Mais non. On a tout juste eu droit aux pérégrinations d'une cruche au fond du gouffre qui laisse son café littéraire mourir en plein Paname (ce qui doit lui causer un déficit financier énorme!!!!) et se paye le luxe de s'exiler en Irlande, pour s'enticher du premier connard venu, sous prétexte qu'il est un peu écorché aussi.
Franchement quelle propriétaire d'un commerce en plein Paris, pourrait se permettre de laisser son affaire couler pendant 2 ans, et se barrer à Tataouine sans se préoccuper de son compte en banque? Même en ayant touché un bel héritage, cela me paraît peu crédible.

C'est un roman sans intérêt et qui m'a vraiment laissée dubitative quant au succès qu'il a pu rencontrer.
Les chapitres irlandais sont bourrés de clichés en tous genres, et n'apportent rien au récit sinon un cadre idyllique. Les personnages sont inintéressants et sans relief.
Si je m'étais dit avant d'entamer ce roman, tiens si je me faisais un petit téléfilm culcul sur M6, je n'aurais pas été déçue, mais je ne m'attendais pas du tout à cela en attaquant ma lecture, et la chute a été douloureuse.

Je terminerais cependant sur une note positive, car comme je l'avais remarqué dans Entre mes mains le bonheur se faufile, Agnès Martin-Lugand a une très belle écriture fluide et aérienne, mais que j'aimerais découvrir dans un roman profond et original,

Les gens heureux lisent et boivent du café _ Angès Martin-Lugand

Si je commence une histoire avec toi, je te reprocherai un jour ou l’autre de ne pas être lui… d’être toi.

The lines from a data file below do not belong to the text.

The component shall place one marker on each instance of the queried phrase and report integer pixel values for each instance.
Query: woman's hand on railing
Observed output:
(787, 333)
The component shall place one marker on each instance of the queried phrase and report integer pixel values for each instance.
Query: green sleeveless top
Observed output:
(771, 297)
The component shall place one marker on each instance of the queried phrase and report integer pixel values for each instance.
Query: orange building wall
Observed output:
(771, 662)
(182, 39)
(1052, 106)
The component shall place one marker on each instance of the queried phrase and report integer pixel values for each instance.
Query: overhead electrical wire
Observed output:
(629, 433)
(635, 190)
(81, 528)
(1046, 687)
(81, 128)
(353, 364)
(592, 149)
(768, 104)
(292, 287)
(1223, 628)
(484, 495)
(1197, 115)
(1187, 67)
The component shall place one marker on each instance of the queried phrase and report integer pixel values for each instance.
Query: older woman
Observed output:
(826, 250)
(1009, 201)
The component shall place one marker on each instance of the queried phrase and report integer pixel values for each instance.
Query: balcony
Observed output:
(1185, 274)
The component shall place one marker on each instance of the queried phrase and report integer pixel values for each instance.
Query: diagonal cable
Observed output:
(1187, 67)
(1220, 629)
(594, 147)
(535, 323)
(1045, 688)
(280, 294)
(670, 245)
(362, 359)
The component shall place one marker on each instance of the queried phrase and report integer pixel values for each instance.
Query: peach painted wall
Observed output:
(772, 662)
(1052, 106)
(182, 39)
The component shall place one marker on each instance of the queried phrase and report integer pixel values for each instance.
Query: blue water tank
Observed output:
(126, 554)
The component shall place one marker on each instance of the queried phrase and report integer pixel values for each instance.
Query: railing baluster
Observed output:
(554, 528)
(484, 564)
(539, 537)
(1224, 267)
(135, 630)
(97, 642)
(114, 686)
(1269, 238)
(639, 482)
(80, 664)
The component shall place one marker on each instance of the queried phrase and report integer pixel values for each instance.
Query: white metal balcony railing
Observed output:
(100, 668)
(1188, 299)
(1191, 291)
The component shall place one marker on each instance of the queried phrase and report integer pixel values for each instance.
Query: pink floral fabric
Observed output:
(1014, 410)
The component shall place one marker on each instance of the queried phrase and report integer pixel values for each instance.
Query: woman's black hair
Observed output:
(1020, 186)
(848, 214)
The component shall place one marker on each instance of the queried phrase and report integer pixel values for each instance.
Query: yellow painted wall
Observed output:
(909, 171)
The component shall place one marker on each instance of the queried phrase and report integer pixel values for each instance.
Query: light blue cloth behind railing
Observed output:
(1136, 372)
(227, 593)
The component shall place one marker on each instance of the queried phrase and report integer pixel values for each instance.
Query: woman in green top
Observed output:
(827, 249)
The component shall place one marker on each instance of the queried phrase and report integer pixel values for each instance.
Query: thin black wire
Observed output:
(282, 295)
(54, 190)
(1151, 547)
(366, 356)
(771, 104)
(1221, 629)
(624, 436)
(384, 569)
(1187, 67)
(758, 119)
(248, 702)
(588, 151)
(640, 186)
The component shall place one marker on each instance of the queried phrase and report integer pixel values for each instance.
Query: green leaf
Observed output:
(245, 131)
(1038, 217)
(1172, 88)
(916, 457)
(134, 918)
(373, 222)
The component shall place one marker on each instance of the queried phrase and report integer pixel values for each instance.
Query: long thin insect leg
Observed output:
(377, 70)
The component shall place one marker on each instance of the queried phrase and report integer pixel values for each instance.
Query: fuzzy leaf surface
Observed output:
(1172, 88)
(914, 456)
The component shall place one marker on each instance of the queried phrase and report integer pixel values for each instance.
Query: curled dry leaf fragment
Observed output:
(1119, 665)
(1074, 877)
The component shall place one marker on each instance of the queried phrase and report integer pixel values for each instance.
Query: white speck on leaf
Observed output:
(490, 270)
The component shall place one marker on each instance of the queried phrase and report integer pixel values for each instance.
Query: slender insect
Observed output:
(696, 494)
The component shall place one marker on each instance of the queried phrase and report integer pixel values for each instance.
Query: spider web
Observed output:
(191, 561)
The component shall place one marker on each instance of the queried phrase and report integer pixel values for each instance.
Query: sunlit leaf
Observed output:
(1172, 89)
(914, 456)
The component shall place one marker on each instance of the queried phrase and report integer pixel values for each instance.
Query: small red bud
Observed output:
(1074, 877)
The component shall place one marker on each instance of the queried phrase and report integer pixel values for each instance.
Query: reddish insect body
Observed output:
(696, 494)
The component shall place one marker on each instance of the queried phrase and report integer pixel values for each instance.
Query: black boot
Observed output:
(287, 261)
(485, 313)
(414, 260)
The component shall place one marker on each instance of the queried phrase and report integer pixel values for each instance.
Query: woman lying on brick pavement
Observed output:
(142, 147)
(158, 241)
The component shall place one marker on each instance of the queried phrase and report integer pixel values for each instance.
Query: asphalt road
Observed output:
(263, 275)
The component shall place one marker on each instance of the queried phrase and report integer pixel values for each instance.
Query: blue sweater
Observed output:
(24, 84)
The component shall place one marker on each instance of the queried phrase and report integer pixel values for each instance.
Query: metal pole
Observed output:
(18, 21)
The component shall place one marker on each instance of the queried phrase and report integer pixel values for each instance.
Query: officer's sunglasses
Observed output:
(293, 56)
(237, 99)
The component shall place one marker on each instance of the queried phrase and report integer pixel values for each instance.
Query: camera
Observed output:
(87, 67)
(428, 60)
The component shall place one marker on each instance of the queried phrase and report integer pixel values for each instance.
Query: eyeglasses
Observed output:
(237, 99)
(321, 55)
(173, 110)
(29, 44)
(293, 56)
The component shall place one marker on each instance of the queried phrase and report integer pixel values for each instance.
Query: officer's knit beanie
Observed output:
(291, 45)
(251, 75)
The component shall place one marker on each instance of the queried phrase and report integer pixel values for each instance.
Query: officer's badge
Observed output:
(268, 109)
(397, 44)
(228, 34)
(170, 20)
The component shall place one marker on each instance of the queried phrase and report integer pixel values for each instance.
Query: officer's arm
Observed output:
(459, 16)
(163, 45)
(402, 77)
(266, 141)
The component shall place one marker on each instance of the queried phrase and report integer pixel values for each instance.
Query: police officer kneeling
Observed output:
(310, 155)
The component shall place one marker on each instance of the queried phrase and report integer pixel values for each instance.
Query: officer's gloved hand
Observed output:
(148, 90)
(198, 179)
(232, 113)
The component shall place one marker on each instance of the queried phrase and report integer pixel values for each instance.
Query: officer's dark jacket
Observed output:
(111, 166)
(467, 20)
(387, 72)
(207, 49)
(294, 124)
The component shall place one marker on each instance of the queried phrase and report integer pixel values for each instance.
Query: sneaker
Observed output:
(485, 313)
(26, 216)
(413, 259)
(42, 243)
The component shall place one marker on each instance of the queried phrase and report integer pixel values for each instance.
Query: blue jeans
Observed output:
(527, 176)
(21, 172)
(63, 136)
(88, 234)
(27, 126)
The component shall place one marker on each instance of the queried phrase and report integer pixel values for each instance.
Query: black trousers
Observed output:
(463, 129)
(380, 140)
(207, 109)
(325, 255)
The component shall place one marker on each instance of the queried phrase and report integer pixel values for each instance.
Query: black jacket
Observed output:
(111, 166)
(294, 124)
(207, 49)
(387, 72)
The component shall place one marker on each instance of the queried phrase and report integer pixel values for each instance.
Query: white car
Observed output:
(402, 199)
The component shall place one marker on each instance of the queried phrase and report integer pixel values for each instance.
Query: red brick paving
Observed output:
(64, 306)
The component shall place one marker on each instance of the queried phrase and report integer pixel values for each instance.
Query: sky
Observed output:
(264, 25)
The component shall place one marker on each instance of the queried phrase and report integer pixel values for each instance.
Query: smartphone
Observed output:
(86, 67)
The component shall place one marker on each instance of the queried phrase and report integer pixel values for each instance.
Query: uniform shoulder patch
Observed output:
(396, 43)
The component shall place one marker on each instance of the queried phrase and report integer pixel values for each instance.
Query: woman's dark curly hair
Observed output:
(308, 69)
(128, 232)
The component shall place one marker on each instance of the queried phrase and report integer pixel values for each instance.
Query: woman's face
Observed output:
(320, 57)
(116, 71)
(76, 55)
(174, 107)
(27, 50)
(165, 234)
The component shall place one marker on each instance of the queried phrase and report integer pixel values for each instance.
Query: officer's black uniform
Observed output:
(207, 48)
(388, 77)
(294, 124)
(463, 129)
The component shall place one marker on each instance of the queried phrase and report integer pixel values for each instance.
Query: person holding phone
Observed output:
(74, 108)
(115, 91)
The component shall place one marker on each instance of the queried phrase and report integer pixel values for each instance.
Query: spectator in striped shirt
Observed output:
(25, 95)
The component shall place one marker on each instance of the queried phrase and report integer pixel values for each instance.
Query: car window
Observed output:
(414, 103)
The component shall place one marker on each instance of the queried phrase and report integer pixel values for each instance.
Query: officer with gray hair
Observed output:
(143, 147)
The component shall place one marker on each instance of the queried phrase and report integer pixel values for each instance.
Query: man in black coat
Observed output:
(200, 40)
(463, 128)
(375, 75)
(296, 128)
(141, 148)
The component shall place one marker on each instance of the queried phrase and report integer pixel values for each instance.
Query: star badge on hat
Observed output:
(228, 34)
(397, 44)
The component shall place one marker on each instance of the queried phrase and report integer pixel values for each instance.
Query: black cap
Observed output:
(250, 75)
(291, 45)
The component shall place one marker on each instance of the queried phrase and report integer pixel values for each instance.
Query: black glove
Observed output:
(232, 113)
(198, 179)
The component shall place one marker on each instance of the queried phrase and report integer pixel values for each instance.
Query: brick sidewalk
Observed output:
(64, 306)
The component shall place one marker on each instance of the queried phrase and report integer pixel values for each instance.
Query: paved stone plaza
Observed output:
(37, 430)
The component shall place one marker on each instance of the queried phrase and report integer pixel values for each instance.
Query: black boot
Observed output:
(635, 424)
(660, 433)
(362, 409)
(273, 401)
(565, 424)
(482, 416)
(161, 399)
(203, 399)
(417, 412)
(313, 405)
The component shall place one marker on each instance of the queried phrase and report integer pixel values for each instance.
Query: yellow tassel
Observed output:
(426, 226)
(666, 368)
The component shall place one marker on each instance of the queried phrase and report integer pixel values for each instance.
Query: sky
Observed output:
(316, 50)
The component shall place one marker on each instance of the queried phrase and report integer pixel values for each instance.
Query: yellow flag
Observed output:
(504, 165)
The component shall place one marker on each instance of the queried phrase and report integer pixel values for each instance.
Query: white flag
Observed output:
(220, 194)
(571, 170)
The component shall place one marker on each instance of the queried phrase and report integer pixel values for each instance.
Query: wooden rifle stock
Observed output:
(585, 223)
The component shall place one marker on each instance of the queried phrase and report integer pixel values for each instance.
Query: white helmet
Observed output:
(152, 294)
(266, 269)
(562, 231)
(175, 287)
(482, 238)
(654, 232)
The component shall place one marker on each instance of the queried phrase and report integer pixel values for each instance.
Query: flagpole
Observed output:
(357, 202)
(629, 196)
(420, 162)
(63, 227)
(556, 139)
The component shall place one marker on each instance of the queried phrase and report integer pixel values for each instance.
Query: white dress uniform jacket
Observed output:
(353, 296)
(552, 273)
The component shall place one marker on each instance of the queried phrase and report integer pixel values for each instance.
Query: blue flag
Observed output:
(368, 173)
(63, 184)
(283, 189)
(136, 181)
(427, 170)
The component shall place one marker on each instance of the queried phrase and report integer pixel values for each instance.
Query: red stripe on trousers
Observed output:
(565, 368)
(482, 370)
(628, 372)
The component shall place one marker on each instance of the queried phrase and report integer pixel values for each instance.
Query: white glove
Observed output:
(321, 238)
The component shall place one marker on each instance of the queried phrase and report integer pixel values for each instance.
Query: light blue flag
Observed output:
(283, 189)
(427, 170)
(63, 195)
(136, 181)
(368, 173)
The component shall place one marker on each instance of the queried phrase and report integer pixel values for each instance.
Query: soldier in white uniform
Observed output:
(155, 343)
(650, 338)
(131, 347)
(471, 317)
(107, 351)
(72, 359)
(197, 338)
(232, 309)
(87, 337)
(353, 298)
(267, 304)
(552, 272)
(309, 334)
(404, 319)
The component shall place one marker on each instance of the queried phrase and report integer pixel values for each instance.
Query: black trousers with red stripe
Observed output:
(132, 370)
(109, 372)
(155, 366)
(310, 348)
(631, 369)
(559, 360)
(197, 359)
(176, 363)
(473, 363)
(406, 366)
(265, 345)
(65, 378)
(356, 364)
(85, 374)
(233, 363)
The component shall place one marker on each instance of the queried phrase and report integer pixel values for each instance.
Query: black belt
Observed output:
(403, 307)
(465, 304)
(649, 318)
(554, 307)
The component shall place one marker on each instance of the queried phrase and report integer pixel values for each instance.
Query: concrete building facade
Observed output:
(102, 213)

Je ne veux pas de ça… Tu n’es pas ma béquille, ni un médicament, tu mérites d’être aimé sans condition, pour toi seul et non pour tes vertus curatives. Et je sais que… je ne t’aime pas comme il faut. En tout cas, pas encore. Il faut d’abord que je me reconstruise, que je sois forte, que j’aille bien, que je n’aie plus besoin d’aide. Après ça, seulement, je pourrai encore aimer.